REJOICING IN THE MERITS OF RICHARD TEBBIT
Given at the Cambridge Buddhist Centre at a celebration for his life on the 2/7/08
Earlier this year, all of us in the Customer Services Team did a Myers Briggs personality test. Most of us turned out to be introverts, who needed our own quiet space in order to think,reflect and re-energise. Richard, however, as if we didn't already know, turned out to be an extrovert, not just a little, but hugely, an 89% extrovert. More than anyone else I've ever met, he needed communication, verbal interaction and conversation in order to work out what he felt or thought about things. Asking Richard to be silent, or be on his own for too long, would be like a form of purgatory for him.
It was this quality of extroversion that made him so effective in the Customer Services team. Though not everything in Customer Services worked for him, he had an strong aversion to maths, calculators or detailed admin, or anything that required applied concentration, he'd soon tire of. But answering phone calls, sorting out problems with couriers or despatch,he had an endless capacity for. Given the choice he preferred face to face contact to simply phoning someone. Myers Briggs defines an extrovert as someone who gains energy through their verbal interactions, and this was Richard to a tee. The busier the phones got the more he loved it, and consequently the more energy he found. As soon as the phones went quiet he quickly got bored and would start seeking out distractions. Well, if I'm honest, he'd start distracting everyone else in the team, with silly faces, noises, a series of wide open questions, provocatively designed statements, witty banter, and his dreadful, but often cleverly conceived jokes. His humour in full flow could tip over into more raucous, bawdy and occasionally rude remarks. Richard never liked it when I told him to stop, or that he couldn't go somewhere, or was not to do something. These were the only time when I saw Richard become angry, though later he'd always quietly and humbly come and apologise. Even though he could be quite unmanageable, he somehow remained intrinsically loveable. Richard would never allow anyone to leave thinking badly of him. He didn't make enemies, just friends. Richards presence was invariable bright and life affirming, and was thus always a delight to meet.

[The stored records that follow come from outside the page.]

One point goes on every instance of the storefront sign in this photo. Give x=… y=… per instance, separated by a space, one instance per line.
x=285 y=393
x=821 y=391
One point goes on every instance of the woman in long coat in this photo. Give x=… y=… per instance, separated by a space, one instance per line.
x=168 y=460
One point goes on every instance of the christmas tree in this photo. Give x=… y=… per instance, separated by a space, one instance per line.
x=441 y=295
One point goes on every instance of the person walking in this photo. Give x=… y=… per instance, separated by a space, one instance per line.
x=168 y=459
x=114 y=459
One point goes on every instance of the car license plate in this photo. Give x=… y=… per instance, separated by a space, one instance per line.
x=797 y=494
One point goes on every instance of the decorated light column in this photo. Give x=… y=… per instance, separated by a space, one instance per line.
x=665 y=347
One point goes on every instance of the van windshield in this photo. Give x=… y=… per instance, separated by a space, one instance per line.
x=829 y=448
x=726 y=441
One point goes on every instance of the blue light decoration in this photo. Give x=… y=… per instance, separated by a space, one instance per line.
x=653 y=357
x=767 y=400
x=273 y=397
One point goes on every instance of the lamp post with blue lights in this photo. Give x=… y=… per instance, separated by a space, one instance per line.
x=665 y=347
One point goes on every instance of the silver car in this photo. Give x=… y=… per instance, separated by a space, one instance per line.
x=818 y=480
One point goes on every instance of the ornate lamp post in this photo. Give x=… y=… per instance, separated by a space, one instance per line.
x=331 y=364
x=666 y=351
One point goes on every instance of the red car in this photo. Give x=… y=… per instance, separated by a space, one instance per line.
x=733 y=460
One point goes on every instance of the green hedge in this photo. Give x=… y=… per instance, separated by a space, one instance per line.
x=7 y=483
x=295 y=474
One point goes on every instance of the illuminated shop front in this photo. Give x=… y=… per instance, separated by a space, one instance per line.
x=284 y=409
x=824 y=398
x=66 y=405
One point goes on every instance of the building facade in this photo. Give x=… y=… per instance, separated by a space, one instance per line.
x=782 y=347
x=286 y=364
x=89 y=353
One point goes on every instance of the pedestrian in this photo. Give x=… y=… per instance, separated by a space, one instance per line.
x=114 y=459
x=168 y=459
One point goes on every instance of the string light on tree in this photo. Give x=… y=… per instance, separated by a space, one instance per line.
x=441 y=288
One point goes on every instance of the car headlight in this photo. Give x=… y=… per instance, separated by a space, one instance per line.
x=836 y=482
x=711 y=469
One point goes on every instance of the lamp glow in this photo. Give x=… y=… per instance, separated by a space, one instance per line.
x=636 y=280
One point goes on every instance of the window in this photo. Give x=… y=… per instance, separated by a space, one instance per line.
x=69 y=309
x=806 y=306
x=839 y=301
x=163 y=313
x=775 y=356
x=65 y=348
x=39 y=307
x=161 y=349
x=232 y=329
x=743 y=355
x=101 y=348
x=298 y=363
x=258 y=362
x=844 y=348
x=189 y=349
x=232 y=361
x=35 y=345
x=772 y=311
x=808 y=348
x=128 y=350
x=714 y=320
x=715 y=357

Richard was honest, about who he was, and how he was - and yes, we knew he wasn't always happy. Though this wasn't always visible to the casual encounter, he hid it so well behind his light-heartedness and good humour. This wasn't put on for our benefit, it was partly just how he was, whether he was struggling, or not. When he did open up about his difficulties, it never felt heavy, or burdensome or as if he was dumping his stuff on you. He never played the victim, he took full responsibility for himself and his actions. He'd be frank and direct,and say things that others wouldn't dare to, in communication he was brave and fearless, you knew where you stood with him. Richard was a man of the present moment, so what he said one day, he truly believed, even if the next day he'd fervently express an opposite opinion. So sure of what he felt in the moment, his actions could be impulsive, and take unnecessary risks, Only afterwards, in hindsight, did he realise he should have thought it through more thoroughly. But then that was Richard.

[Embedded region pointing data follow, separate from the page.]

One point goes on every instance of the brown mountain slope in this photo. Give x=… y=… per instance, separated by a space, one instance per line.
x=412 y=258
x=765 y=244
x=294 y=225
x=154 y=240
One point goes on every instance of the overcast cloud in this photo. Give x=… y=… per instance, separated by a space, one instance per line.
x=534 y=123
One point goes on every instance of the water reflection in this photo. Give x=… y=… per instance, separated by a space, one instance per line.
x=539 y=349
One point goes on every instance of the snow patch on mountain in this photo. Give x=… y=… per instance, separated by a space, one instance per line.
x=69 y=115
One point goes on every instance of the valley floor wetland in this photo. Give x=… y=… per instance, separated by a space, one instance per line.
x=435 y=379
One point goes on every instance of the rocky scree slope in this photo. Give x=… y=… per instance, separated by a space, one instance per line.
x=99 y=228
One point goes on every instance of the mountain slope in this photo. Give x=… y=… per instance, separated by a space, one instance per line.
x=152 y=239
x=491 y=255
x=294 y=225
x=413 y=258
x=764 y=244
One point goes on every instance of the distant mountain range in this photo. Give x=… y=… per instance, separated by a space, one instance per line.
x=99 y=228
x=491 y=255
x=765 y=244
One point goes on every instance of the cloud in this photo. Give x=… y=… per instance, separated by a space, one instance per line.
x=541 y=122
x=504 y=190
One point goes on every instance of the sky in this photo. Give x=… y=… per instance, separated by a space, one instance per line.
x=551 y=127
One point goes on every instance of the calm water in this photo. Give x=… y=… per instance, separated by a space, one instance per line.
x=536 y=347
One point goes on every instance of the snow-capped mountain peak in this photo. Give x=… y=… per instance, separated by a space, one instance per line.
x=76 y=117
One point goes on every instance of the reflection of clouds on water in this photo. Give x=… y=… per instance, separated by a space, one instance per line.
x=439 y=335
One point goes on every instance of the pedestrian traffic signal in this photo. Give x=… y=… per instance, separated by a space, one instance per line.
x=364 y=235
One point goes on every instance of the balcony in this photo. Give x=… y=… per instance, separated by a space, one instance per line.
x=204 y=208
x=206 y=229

Over his four years at Windhorse I saw him become a more confident, well rounded and integrated individual. Though the process could be protracted. When he started to explore what his sexual orientation was, his position would seem to change daily. It was a bit like him trying on hats. One day he thought he was heterosexual, the next homosexual, the next bisexual, all the while his dress sense became ever more pink. In retrospect it was clear where this was taking him. Though at the time, I don't know who was more confused Richard or his friends. Such times of personal discovery, can throw up whopping big challenges, and Richard found he could meet them face on, even if he was unsure how far he should go in resolving them. It was quite a stormy brew of difficulties Richard had to conjure with in this life. As the condition of his disability worsened, he knew the potency of his increased levels of medication could very well rob him of his independence, which he'd fought so hard to achieve. I don't think any of us quite realise how stubborn, determined and courageous Richard had to be, every morning ,of every day. And though I regret the loss of his friendship,and him not being here, I do understand why he might want to give up the struggle.
Though I only knew Richard for a brief time. I have no bad memories, My recollections are all kind hearted. Richard never became so wrapped up in his own suffering, that he became blind to the suffering of others. He cared a lot for his friends, being very generous with his time and energy. He was a really lovely man and I am still missing his presence greatly.